7. Chapter 6
Idrin returned to the treatment room, tidying away phials and dressing materials and scrubbing surgical instruments clean. There were domestics whose job was to tend to the state of the chambers, but it was no difficult task to do it herself. Once everything was in order, she went from the room with a mind to see how Faramir fared. A door swung open somewhere to her left, and Pippin emerged into the corridor. Just before the door closed behind him, she made out a small figure lying on the bed, a mop of brown curls splayed on the pillow.
It was the Halfling Meriadoc, she knew, Pippin's kinsman and good friend. He had been carried to the Houses of Healing in the arms of Mithrandir, not three hours after her cousin had been brought in, and there was a grey tint to his face and his eyes were shut.
"How is your friend?" she asked Pippin. He looked up at her, and the worry and sadness in his gaze was clear.
"The same," he replied. "He has neither stirred nor opened his eyes. His skin is deathly cold, and his right arm even more so.
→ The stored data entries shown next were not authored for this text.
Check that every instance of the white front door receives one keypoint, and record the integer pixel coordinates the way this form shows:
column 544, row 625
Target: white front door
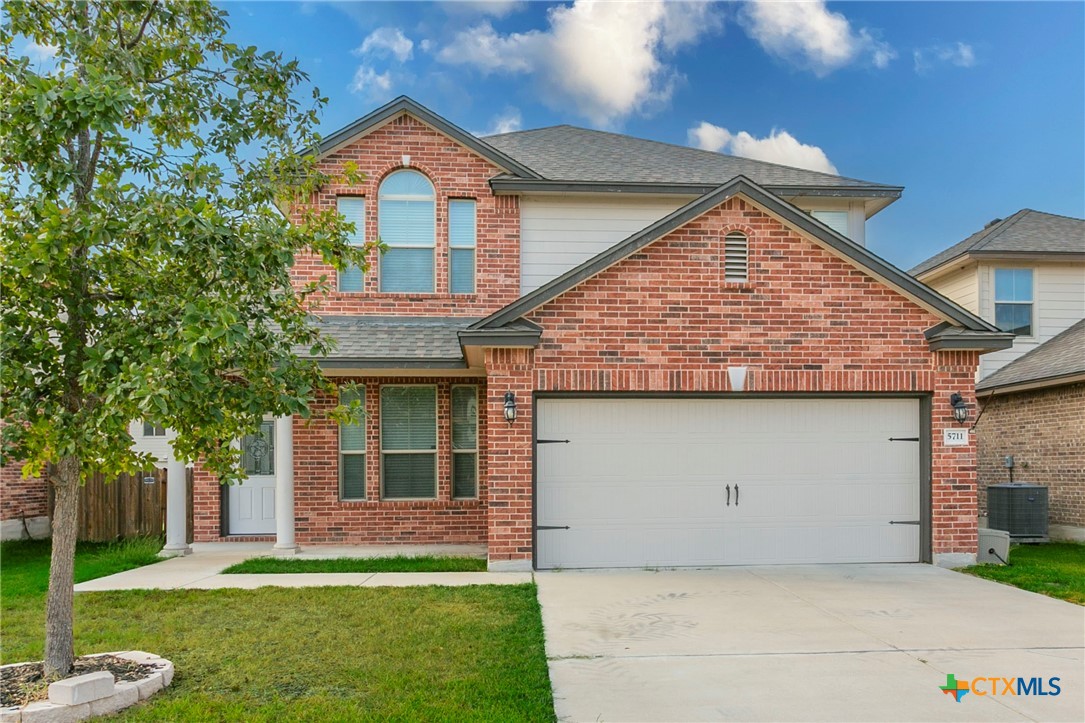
column 669, row 482
column 251, row 505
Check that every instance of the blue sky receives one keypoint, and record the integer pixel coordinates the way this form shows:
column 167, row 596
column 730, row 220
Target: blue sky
column 978, row 109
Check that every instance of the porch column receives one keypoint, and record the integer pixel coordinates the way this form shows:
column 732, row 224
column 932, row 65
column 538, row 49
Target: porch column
column 177, row 534
column 284, row 484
At first he spoke much in his dreaming, murmuring many things. Gandalf – Mithrandir, that is – said that he had dealt a great blow to the Witch-king on the battlefield, and that the lady Éowyn finished him. Good old Merry!" He fell silent, valiantly holding back tears, trying to keep himself composed.
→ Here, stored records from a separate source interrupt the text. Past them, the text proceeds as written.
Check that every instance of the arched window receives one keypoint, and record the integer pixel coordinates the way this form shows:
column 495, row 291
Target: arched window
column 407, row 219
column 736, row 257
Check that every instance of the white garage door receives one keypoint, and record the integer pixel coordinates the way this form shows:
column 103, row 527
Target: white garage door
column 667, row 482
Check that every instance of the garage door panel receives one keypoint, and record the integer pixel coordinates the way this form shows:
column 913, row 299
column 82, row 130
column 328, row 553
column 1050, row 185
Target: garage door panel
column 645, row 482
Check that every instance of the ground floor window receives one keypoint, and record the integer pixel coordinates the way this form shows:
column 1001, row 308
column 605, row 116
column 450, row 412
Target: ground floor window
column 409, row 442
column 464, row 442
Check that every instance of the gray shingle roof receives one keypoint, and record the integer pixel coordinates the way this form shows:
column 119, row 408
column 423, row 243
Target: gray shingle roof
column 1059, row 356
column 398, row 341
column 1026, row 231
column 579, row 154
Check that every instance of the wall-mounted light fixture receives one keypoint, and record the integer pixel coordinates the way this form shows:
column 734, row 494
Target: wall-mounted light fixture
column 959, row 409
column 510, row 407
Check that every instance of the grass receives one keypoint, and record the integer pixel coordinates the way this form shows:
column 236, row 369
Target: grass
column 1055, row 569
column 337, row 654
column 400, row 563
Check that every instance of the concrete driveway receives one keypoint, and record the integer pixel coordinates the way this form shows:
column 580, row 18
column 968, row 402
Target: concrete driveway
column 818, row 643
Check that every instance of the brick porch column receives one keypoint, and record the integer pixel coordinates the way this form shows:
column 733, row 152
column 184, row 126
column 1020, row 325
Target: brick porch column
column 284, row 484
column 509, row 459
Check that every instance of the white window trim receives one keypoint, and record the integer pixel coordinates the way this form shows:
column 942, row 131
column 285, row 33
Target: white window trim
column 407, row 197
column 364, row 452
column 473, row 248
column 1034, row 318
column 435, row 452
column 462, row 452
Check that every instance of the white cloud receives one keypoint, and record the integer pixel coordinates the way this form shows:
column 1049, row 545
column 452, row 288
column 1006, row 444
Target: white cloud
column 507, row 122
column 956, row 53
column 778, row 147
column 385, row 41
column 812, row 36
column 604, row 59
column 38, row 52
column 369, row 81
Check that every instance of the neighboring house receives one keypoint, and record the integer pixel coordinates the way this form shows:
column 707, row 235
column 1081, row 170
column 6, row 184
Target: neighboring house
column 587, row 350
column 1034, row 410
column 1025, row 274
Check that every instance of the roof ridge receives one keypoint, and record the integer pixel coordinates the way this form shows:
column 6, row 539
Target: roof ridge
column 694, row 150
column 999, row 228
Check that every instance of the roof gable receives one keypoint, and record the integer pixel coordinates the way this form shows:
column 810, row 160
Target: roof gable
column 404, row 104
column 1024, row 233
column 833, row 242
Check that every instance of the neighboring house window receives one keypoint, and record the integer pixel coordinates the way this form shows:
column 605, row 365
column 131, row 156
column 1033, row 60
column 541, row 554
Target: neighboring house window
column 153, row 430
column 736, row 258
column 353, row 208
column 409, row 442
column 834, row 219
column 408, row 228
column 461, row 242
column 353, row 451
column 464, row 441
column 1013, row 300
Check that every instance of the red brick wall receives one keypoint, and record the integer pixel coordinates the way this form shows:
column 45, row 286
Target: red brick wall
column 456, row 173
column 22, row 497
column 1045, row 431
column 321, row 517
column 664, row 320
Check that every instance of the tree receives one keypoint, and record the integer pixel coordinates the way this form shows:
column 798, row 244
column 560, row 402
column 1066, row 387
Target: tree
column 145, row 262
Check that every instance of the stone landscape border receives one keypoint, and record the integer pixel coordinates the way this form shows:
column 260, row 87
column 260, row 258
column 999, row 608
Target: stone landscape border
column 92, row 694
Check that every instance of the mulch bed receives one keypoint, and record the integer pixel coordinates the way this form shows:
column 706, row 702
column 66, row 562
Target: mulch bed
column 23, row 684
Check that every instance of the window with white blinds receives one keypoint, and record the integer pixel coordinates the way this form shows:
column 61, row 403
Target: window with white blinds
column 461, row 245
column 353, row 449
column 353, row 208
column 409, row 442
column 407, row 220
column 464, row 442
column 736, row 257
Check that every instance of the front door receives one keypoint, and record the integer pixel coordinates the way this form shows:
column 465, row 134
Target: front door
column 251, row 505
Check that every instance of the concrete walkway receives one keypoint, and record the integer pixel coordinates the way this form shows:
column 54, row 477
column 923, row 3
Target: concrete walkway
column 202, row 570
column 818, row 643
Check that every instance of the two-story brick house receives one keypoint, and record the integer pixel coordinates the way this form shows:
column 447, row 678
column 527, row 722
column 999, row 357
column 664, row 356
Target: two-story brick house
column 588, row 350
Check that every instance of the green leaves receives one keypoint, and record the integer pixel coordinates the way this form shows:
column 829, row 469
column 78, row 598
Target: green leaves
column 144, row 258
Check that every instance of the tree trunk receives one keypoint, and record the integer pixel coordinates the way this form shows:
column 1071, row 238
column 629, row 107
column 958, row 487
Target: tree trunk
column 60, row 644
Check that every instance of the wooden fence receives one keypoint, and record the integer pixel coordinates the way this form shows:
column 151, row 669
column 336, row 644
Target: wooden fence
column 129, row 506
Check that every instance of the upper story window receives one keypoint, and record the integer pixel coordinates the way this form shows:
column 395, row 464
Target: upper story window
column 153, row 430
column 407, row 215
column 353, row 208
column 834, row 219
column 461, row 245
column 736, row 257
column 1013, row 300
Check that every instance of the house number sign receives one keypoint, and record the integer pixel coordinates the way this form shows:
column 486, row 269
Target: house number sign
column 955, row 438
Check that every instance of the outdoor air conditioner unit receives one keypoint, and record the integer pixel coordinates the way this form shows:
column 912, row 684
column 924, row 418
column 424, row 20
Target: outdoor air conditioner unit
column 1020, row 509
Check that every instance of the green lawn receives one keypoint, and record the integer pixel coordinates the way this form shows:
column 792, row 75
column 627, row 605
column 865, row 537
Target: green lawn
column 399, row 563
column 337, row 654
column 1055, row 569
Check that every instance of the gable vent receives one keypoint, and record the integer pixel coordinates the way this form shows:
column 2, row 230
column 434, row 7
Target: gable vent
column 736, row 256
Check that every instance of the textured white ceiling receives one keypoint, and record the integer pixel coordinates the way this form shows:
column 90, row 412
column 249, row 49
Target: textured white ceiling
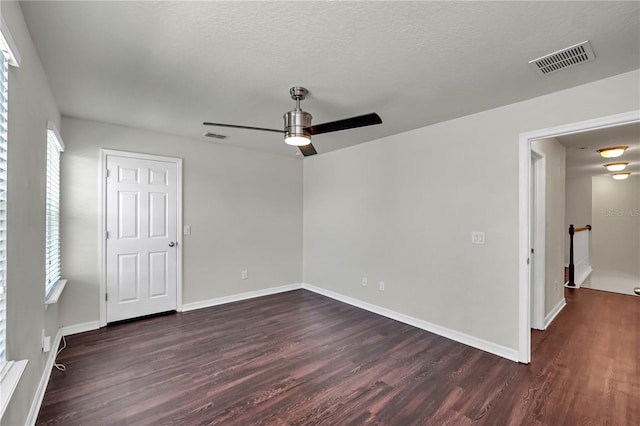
column 583, row 158
column 169, row 66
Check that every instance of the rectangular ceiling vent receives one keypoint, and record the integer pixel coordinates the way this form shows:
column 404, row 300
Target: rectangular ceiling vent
column 214, row 135
column 563, row 59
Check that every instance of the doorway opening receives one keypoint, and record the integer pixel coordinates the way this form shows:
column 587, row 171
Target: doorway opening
column 526, row 216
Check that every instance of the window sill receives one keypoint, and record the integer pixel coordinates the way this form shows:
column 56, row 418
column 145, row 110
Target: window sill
column 56, row 292
column 9, row 382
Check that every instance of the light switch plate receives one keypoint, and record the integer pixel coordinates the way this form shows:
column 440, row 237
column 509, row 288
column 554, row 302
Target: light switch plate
column 477, row 237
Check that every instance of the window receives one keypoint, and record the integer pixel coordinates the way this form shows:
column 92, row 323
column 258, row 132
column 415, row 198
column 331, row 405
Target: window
column 52, row 261
column 10, row 371
column 4, row 65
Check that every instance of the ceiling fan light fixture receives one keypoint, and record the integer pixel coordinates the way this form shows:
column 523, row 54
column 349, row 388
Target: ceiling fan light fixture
column 613, row 151
column 616, row 167
column 297, row 140
column 620, row 176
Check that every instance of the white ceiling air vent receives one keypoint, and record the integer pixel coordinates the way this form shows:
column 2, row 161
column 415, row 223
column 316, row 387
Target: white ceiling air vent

"I wish there was something I could say." Idrin was at a loss for words. But then again, what comfort could words really give? "Patience is all we have left now, Master Peregrin."
He nodded mutely. "I should find Beregond," he said. "Goodbye for now." With a barely perceptible nod of his head, he went away. Idrin, too, continued on her way, many musings swirling in her mind.
The Houses were beginning to flood with the wounded, and since morning there had been a good number brought in that were stricken with the same malady as Faramir and Merry. They were ashen-faced and unresponsive and would often speak in their sleep before becoming silent and finally passing away. Thus some had died, but others still held on. Try as they might, no cure had been found: it proved to be beyond the skill of the healers, this Black Shadow.
The Lady Éowyn, niece to the late king Théoden, had also been brought to the Houses, that same sickness upon her. She was clad in mail as one of the Rohirrim, and that was strangest of all. Idrin could not fathom why she would ever seek to fight in battle and meet her doom there, for death was nearly certain. What mad despair had led her to take such a path, to choose cruel death over life? She was valiant, but although she had slain the Lord of the Nazgûl – a most remarkable feat – the price paid was high.
Her thoughts dispersed as she entered the room her cousin was laid in. From the open window she could see stars dotting the sky, and the soft scent of night-flowers from the garden wafted in. But Faramir was still as she had last seen him, not responding to the world around him. From the moment he had been brought in, she had sat by his bedside whenever she could, taking it upon herself to tend to him. And he was now burning with fever. She reached for the bowl of water on the night-stand, hoping the cool cloth on his brow would be soothing. He did not move.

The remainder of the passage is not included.